Sen. Lamar Alexander (R-TN) will not privately negotiate with House Democrats to ram through his version of legislation to solve the “surprise medical billing” issue plaguing patients across the country. As we previously reported, Capitol Hill sources said Alexander had grown frustrated with his bill’s lack of momentum and was looking to hatch a plan with House Democrats to insert his controversial version of surprise medical billing legislation into the Medicare extenders package that must pass by the end of September.

But, we have learned that Senate Republican leadership has called on Alexander to stand down.

Conservatives aren’t signing on to Alexander’s Lower Health Care Cost Act because his bill would permit the federal government to set reimbursement rates for out-of-network care providers. This so-called “benchmarking” approach would necessarily reduce the amount providers can get paid. It would literally cap their compensation to the benefit of insurance companies.

As former Congressman Dick Armey writes in the Houston Chronicle:

Allowing government bureaucrats to set prices for out-of-network health care providers across the country is a total abandonment of the free-market values that have helped create such a robust health care system in which roughly 90 percent of Americans enjoy comprehensive health care coverage and benefits. This move toward increasing regulations and growing the size of the federal government is no solution — in fact, it would only create more problems than it solves.

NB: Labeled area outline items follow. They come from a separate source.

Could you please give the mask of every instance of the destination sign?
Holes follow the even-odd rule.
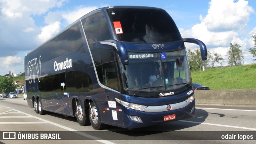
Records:
[[[130,59],[154,58],[155,57],[156,55],[155,54],[140,54],[129,55],[129,58]]]

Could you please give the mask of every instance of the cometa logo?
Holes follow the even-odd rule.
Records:
[[[55,61],[54,67],[55,72],[72,68],[72,59],[70,58],[69,60],[68,58],[67,58],[66,60],[64,62],[57,63],[56,61]]]
[[[174,94],[174,92],[170,92],[166,93],[160,93],[160,94],[159,94],[159,96],[170,96]]]

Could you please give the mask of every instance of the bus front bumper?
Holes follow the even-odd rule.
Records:
[[[133,129],[164,124],[194,116],[195,101],[185,106],[161,112],[150,112],[138,111],[123,107],[124,127]],[[166,106],[168,109],[168,105]]]

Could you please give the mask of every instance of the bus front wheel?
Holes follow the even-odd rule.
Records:
[[[89,108],[89,117],[92,126],[96,130],[104,128],[106,125],[102,124],[99,120],[98,111],[96,108],[95,104],[93,102],[91,102],[90,104],[90,106]]]
[[[85,114],[84,113],[81,105],[78,105],[77,108],[76,115],[77,122],[80,126],[87,126],[90,124],[90,121],[89,120],[89,114],[88,112],[86,112]]]
[[[44,115],[46,114],[46,112],[45,110],[43,110],[42,102],[41,101],[41,99],[40,98],[38,100],[38,102],[37,106],[38,107],[38,113],[40,114]]]

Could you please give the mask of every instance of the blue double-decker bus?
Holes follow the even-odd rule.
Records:
[[[96,130],[133,129],[194,116],[184,42],[164,10],[110,6],[79,18],[25,57],[28,105]]]

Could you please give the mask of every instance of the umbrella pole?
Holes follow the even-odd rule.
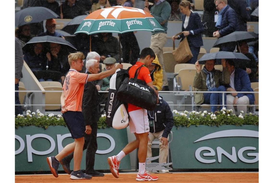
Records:
[[[119,63],[121,64],[121,34],[119,34]]]
[[[91,35],[89,35],[89,52],[91,51]]]
[[[239,48],[239,51],[240,51],[240,53],[241,53],[242,52],[241,51],[241,49],[240,48],[240,46],[239,45],[239,43],[238,41],[237,41],[237,44],[238,44],[238,47]]]

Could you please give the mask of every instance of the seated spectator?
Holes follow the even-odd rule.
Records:
[[[163,85],[163,71],[157,55],[148,68],[153,86],[156,86],[158,90],[161,91]]]
[[[97,61],[97,62],[99,64],[99,71],[98,72],[98,73],[100,73],[102,71],[102,64],[99,62],[100,57],[100,55],[95,52],[89,52],[87,55],[87,58],[84,61],[84,65],[86,65],[87,61],[87,60],[89,60],[92,59],[96,60]],[[82,73],[87,73],[87,71],[86,67],[83,67],[81,72]],[[96,88],[97,88],[97,90],[98,91],[101,90],[101,88],[102,87],[102,85],[103,85],[103,80],[94,81],[93,82],[95,83],[95,86],[96,87]]]
[[[33,36],[30,34],[30,27],[28,24],[20,26],[18,29],[18,38],[22,47],[28,42]]]
[[[170,4],[171,12],[169,20],[180,21],[182,20],[182,14],[179,9],[179,5],[176,1],[173,1]]]
[[[58,43],[50,43],[50,53],[48,52],[46,54],[48,70],[61,72],[61,76],[60,80],[58,81],[62,84],[67,73],[70,68],[67,54],[62,50],[61,45]]]
[[[239,62],[238,66],[247,73],[250,82],[257,82],[256,76],[258,71],[257,63],[253,55],[249,52],[249,48],[247,43],[245,41],[239,42],[239,46],[237,46],[237,52],[241,53],[250,59],[250,60]]]
[[[76,0],[66,0],[62,4],[61,18],[73,19],[77,16],[85,15],[85,9]]]
[[[214,0],[214,3],[219,15],[215,25],[218,30],[213,33],[213,36],[219,38],[235,31],[238,28],[238,21],[236,13],[227,5],[227,0]],[[233,44],[220,48],[220,51],[233,52],[235,48]]]
[[[96,10],[111,6],[109,0],[99,0],[98,3],[94,3],[91,6],[91,12],[92,13]]]
[[[101,55],[101,61],[111,57],[116,60],[119,59],[119,41],[112,36],[112,33],[104,33],[99,34],[97,42],[98,53]],[[121,58],[122,57],[121,55]]]
[[[157,90],[157,87],[154,88]],[[147,111],[149,132],[147,158],[152,157],[151,145],[153,140],[157,138],[160,141],[159,163],[167,163],[169,151],[169,134],[174,123],[173,115],[169,105],[161,97],[159,97],[158,104],[153,111]],[[164,170],[159,171],[161,173],[169,172]]]
[[[226,67],[226,62],[222,61],[224,74],[222,72],[216,70],[214,68],[215,61],[209,60],[206,62],[206,64],[202,70],[201,65],[198,61],[195,63],[197,69],[193,82],[193,86],[196,91],[226,91],[226,88],[223,86],[229,83],[229,73]],[[222,95],[221,93],[195,93],[194,94],[195,103],[196,105],[206,104],[210,105],[222,105]],[[224,105],[226,105],[226,98],[225,95]],[[210,107],[211,112],[215,112],[217,111],[217,106]],[[221,107],[220,108],[221,108]]]
[[[24,60],[32,72],[46,69],[46,58],[43,50],[43,44],[40,43],[36,43],[33,44],[33,49],[25,53],[24,55]]]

Government rate-setting under this benchmarking approach would ignore the fact that the cost and level of difficulty for performing health care services and treatments varies greatly by region and facility. By setting artificially lower-than-market rates for these services, doctors would essentially be short-changed for the invaluable services they provide. These losses would simply be passed on to our nation’s hospitals and emergency rooms — threatening the financial stability of rural health care facilities in particular.

With Alexander’s legislation stalled, a new lobbying effort appears to be underway making the claim that physicians are attempting to protect the surprise medical billing practice. This is fake news as most physician groups are pushing to end surprise billing through an alternative approach – one they see as fairer to doctors, patients, and hospitals.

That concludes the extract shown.